I think it might be better, instead of growth, to look at the purpose of the economic policies. (IMHO) the purpose of economic policy should not be to secure growth, but to secure employment, good health, and other such indicators of human wellbeing. So for example, you could model 20 years of zero growth in Japan or you could model 20 years of continuing increases in life expectancy, low unemployment, high savings, etc. Perhaps this could be joined together into an index of some kind, or the analysis restricted to specific questions. It seems a little less fetishistic than just analyzing “growth.”
Incidentally, yesterday I saw a presentation by an insurance guy, in which he observed that for the last 100 years (? don’t quote me ?) we have been “sleeping for free”: every morning when we wake up average human life expectancy has increased by 6 hours. It’s completely fallacious use of stats but a very cute description of the trend in human welfare.
April 26, 2013 at 8:25 am
“I think it might be better, instead of growth, to look at the purpose of the economic policies. (IMHO) the purpose of economic policy should not be to secure growth, but to secure employment, good health, and other such indicators of human wellbeing. So for example, you could model 20 years of zero growth in Japan or you could model 20 years of continuing increases in life expectancy, low unemployment, high savings, etc.”
Hmm. I can understand where you’re coming from and empathise with it, but I think you’re probably building unwanted assumptions on people’s preferred outcomes/spending.
As a simple example, we know that people who smoke and drink will die younger and that they know this. But they still smoke and drink [1].
Your focus on selecting a set of measures and then managing to them will drive a focus on those at the expense of meaures not taken [2]. The use of “real growth” (which is dead easy to obtain from growth and inflation [3]) then lets us see if people get “more of the stuff they choose to want”.
Thus real growth can be viewed as “enabling people to have more of their dreams come true” [4]. It reflects that everyone gets to make their own choice and that their choice is what drives actual happiness – not what you or I think should make them happy.
NOTE: Real growth needs to have some element of universal distribution to allow “more of their dreams come true”. Screw the idea that only a small portion of the populace gets better and the rest get the shaft.
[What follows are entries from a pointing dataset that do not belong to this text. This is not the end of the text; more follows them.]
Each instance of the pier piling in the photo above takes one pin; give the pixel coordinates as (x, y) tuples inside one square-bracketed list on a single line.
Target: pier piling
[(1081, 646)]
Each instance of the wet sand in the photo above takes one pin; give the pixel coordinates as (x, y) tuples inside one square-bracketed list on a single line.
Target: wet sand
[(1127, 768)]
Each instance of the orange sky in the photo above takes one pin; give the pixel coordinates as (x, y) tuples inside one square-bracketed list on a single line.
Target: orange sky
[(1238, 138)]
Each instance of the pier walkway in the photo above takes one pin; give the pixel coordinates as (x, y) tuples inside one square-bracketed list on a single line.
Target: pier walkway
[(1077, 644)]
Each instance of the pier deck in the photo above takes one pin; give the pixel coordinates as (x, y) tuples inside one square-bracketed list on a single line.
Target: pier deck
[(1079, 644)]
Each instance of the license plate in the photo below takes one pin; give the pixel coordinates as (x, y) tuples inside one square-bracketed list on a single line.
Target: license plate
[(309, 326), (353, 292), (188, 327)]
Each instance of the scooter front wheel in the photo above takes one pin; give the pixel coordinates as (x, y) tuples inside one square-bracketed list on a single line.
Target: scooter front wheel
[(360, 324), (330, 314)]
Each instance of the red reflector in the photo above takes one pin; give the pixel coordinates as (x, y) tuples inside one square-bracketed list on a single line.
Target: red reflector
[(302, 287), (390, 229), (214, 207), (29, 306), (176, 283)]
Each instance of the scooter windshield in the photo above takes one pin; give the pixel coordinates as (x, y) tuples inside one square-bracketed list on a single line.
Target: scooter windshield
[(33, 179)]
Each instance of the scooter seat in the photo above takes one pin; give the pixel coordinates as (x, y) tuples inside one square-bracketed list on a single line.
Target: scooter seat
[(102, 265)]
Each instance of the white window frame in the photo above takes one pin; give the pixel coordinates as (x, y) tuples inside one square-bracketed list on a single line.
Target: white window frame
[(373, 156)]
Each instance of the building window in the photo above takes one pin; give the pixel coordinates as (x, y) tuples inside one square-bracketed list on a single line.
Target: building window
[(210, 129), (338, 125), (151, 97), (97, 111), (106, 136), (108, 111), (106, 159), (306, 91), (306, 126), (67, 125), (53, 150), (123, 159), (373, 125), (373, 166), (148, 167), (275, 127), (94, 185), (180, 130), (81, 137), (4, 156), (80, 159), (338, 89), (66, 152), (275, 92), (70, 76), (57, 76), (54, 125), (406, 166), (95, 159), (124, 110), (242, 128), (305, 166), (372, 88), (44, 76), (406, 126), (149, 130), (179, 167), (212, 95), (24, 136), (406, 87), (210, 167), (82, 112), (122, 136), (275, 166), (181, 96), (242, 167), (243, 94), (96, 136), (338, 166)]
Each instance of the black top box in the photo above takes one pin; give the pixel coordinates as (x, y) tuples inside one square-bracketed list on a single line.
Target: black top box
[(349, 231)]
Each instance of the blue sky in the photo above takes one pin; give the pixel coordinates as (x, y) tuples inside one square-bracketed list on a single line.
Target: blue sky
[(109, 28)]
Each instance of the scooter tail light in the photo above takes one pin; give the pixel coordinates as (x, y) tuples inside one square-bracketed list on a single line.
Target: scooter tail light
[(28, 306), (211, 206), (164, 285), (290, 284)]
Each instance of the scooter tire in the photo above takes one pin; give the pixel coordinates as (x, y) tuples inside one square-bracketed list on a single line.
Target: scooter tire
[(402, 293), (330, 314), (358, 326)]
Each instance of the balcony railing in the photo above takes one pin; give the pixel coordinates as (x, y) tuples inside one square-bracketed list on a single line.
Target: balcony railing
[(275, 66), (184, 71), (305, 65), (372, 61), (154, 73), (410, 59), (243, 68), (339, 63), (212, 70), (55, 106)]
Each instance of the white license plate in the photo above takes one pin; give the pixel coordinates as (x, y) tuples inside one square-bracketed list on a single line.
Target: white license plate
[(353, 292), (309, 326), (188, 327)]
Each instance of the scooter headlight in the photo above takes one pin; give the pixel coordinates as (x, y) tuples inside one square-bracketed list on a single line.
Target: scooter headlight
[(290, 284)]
But on this topic we start needing to discuss degrees of relative growth that are acceptable.
[1] And don’t go to the gym and eat crappy food and play computer for way to long and worship Satan due to role playing games. In short, every option that no sane person would select is selected by a wide variety of sane people.
[2] What gets measured being what gets managed is an elementary management principle, leading to all sorts of fun and games in the workplace.
[3] The inflation measure is going to have the same distortions I noted as your choice of metrics, but hopefully it reflects people’s actual spending habits better.
[4] Even when that dream is a better dishwasher or another pack of smokes.